The lesser of two weevils

In an apocalyptic - but carefully-reasoned - post, Karl Denninger says that when the deficit expansion stops, US government spending will have to be cut by 50 - 60%, unless there is to be a "general default" on debts.

I have no idea what a general default would look like, but in a closely-interwoven and distant-from-nature modern industrial society I can only fear it might prove utterly destructive. So we're back to contemplating the lesser, but still vast disaster.

I also have no idea how much worse it might be in the UK.

Someone else please read this unberobed OT prophet and tell me where he's wrong.



While the Obama Administration cannot take a 'weak dollar' policy it is the only practical way to correct the imbalances brought about by the last 20 years of systemic manipulation. It is either that, or the selective default on sovereign debt, most likely through conflict, a hot or cold war.


sobers said...

Steins law applies to most of the problems we face - namely 'if something cannot continue for ever, it stops'. Thus we cannot indefinitely inflate our economies with printed money, or spend our way out of recession by ever increasing debt. At some point the bubble has to burst. And the longer we go on attempting to keep the bubble going, the worse it will be in the end.

If politicians will not do the honourable thing and explain the situation to the population at large, and take steps to refound our economies on firmer foundations, we as individuals must assume the worst case scenarios, and plan accordingly.
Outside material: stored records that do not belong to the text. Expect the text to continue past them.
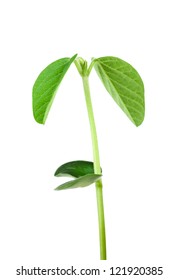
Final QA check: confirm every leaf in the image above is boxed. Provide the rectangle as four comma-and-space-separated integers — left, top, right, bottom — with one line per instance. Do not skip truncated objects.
55, 174, 102, 191
54, 160, 102, 178
32, 55, 77, 124
94, 56, 145, 126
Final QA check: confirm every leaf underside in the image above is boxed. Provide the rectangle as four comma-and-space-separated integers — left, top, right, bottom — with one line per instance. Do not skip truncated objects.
54, 160, 102, 190
94, 56, 145, 126
32, 55, 77, 124
55, 174, 102, 191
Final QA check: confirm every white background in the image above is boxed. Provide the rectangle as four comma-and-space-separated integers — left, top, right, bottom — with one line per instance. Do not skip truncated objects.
0, 0, 179, 280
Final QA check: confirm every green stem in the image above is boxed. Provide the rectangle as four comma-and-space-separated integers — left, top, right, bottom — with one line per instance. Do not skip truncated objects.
82, 75, 107, 260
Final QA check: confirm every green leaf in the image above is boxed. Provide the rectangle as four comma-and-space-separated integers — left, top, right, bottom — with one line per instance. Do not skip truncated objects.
54, 160, 101, 178
94, 56, 145, 126
55, 174, 102, 191
32, 55, 77, 124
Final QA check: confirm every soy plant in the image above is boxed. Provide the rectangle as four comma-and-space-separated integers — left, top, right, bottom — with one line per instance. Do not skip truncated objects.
33, 55, 145, 260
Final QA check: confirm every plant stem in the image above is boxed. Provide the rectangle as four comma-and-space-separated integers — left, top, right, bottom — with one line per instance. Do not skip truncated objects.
82, 75, 107, 260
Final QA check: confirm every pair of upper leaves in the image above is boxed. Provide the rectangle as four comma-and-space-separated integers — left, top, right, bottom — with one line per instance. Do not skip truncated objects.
33, 55, 145, 190
33, 52, 145, 126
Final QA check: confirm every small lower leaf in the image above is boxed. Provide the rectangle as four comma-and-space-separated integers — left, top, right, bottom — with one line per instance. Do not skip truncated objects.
54, 160, 101, 178
55, 174, 102, 191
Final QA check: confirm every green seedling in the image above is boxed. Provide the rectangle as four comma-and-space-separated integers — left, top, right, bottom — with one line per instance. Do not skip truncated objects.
33, 55, 145, 260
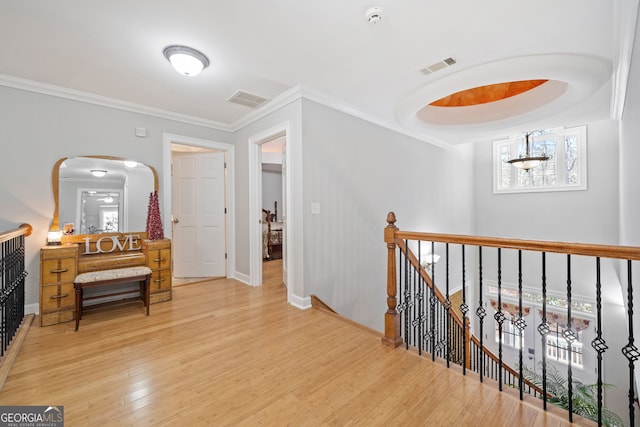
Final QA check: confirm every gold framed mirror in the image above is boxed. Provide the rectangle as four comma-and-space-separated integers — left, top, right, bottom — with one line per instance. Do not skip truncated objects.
50, 156, 158, 236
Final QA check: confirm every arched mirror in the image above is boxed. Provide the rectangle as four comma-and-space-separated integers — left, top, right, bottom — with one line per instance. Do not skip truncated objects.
51, 156, 158, 235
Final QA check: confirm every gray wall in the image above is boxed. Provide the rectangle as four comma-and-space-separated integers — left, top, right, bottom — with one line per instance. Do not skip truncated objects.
620, 10, 640, 422
0, 86, 232, 310
303, 100, 473, 330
I have a plan to ensure that by the end of 2009 (and hopefully sooner) I can be independent of the National Grid for heat and light. Also to have some of my savings available without having bank access, and to have a significant stockpile of consumables in case of emergency. Also to have an independent source of food if neccessary. Sounds all rather apocalyptic, but the cost of doing it is not huge - the cost of being wrong is potentially massive, in personal terms as well as financial.

Sackerson said...

Sobering indeed, Sobers. Can you reveal your method for energy independence?

sobers said...

Energy independence is achieved (for me) by having a log stove that I can cook on, and heats my house and water. And an electric generator with a good supply of fuel. I'm lucky I live in the countryside and have access to plentiful wood supplies, and have a large stockpile. My theory is not to be able to survive indefinitely 'off grid' but to be able to do so for perhaps 6 months to a year in the event of 'disruptions' to normal supplies of life's essentials. Plus its cheaper burning my own logs than Putin's gas!

Ryan said...

Didn't check the Denninger post, but I had come to a similar conclusion. If the government has run up a total amount of debt close to £800billion (when PFI is included) over 7 years then that works out at £114billion of over-spending per annum. The UK tax take amounts to £500bn per annum, so in percentage terms the government overspend including PFI is 23%. Clearly, just to stand still we would need to cut current spending by 23%. In fact we need to cut by more than that right now as government revenues have already fallen by 5%. So if we were to try and repay this debt over say a 20 year period then we would need to cut public spending by over 30% (or raise taxes by a similar amount - almost certainly not sustainable as it will merely push the problems onto the private sector, or a combination of the two). A 30% cut in public spending would result in 3million jobs being lost, on top of any public sector job losses and the 1.8million people out of work now plus the 2.7million on incapacity benefit.